Petit / Recio / Perraud

Anthropique, Sur les routes de Bourgogne

Didier Petit (cello, voc), Lucia Recio (voc), Edward Perraud (dms, perc)

Label / Distribution : In Situ/Orkhêstra

C’est à un objet bien étrange que nous avons à faire. Une boîte rouge vermillon, avec une petite image au noir et blanc lourd en son milieu, comme une vieille photographie argentique. A l’intérieur, plusieurs livrets, qui content des rencontres avec des acteurs de terrain témoignant de leur vie. Ça parle de tour de potier et d’éducation spécialisée. De vielle à roue et de pain au levain entre Vézelay et Joncy. Entre l’Yonne et la Saône-et-Loire. Aujourd’hui, à Paris, on dit « Bourgogne-Franche Comté » ; là-bas, on dira longtemps Bourgogne, ou on ne dira rien, parce que les personnes que Didier Petit a interrogées pour Anthropique sont plus impliquées localement que les cabinets de découpage territorial.

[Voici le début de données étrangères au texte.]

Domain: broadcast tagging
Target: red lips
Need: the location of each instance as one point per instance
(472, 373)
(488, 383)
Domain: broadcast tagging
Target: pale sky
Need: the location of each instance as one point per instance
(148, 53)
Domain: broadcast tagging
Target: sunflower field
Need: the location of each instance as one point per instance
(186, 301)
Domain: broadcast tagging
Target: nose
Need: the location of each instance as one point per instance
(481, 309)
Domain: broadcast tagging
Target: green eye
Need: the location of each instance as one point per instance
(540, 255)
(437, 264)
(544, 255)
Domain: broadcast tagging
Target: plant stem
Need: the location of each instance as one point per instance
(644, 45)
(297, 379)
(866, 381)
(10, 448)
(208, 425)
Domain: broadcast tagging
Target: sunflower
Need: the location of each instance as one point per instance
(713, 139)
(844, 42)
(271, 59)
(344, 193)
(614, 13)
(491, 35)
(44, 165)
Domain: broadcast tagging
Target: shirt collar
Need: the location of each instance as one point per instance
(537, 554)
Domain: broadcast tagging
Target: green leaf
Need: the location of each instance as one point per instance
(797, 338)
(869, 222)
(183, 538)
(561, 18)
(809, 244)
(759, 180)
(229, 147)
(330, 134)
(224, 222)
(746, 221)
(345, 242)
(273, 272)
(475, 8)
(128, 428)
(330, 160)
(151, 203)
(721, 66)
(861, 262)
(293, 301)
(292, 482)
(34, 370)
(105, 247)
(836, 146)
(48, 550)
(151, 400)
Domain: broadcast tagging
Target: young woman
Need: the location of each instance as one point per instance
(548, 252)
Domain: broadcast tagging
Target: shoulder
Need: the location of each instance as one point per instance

Anthropique, nous dit le Larousse, se dit d’un paysage qui résulte de la main de l’homme, de son interaction. Ça peut aller du panneau laid indiquant la concentration de supermarchés aux outils de l’artisan. Grand écart. Sans surprise, le trio d’improvisateurs où l’on retrouve également le percussionniste Edward Perraud et la chanteuse Lucia Recio s’est intéressé aux seconds. Des artisans musiciens vont à la rencontre d’autres artisans ; les livrets décrivent les histoires de chacun, et le violoncelliste en a extrait quelques phrases sur lesquelles ils improvisent. Ils exaltent les mouvements répétitifs et les tours de main (« Tourneurs du Morvan »), ils illustrent avec une véritable empathie les aventures des cinémas de campagne (« Tout un film »). Ils mettent en lumière les solidarités et les résistances de ces territoires ruraux dans lesquels les musiciens se sentent indubitablement à leur aise. En témoignent ces intermèdes de chansons populaires que l’on imagine joués entre deux interviews  : parmi eux une reprise de « Comme un Boomerang » qui joue à merveille avec les mots de Gainsbourg.

Pour un amoureux du signifiant comme Petit, Anthropique n’est pas choisi par hasard. Il y a certes l’action de l’homme, mais il y a aussi cette enclise hésitant entre anthropologie et entropie, et qui définit parfaitement la démarche de ce disque paru chez In Situ. C’est en Bourgogne, mais ça pourrait être en Vendée intérieure ou dans les montagnes basques, dans ces endroits prétendument reculés qui vivent dans un temps différent, dans lequel le trio se glisse avec enthousiasme. Passée la surprise formelle, le nôtre ne tarde pas à suivre.